Is Stolas disappointed that he didn't get executed? Hear me out.
During the "Mastermind" sing he sings:
"I am the mastermind, the master of my fate!"
It occurred to me this could be significant to his motivations, and the impact this has on him. Stolas's life has been defined by him not being able to chose who he is and what he can do, with Blitzø being a symbol to him of the kind of personal freedom that has been denied him. Seemingly because of Blitzø, Stolas has recently been stirred to exercise more agency in his life, such as divorcing his wife. And I think that desire to master his fate might be part of what drove him to do this.

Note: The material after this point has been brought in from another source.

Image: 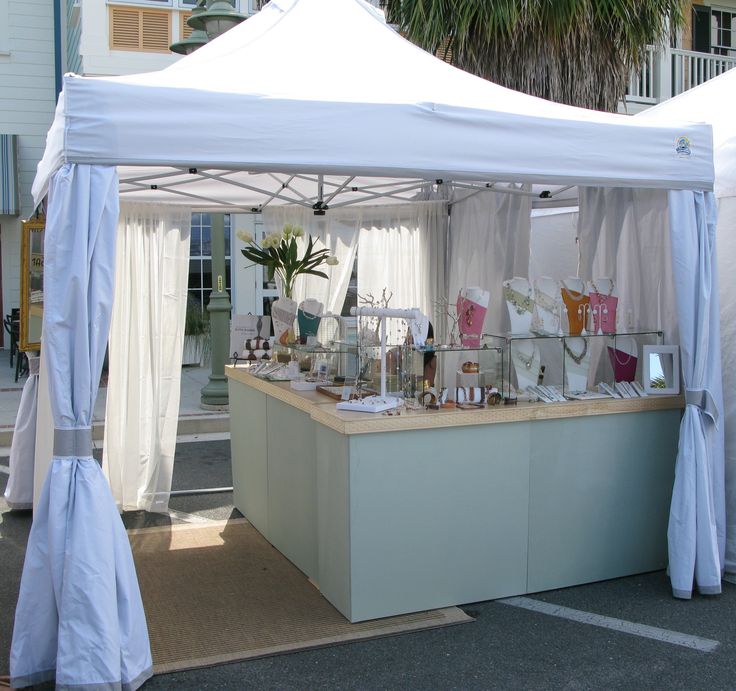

It might be that to Stolas, giving up his life, and taking away from the hierarchy of Hell the service of the role he had been forced to play, this could be intended as an act of rebellion. A way of exercising agency so radical it will cost him his life, against all rules and expectations.
And so I suspect that aside from the humiliation, the loss of social power, wealth, and access to his daughter, what broke Stolas at the end of the episode is that his act of rebellion was invalidated. When he tried to give his own life to break some aspect of the system, he found the system did not even consider his life his to give. The hierarchy would not even let him die in defiance of it, rather, it simply re-asserted control over him, and took what it wanted from him.
I suspect he feels he was unable to escape being a cog in the machine, he is now seen as a broken cog, to be replaced, but still a cog. He thought he had finally become the master of his fate, but his fate remains the plaything of others.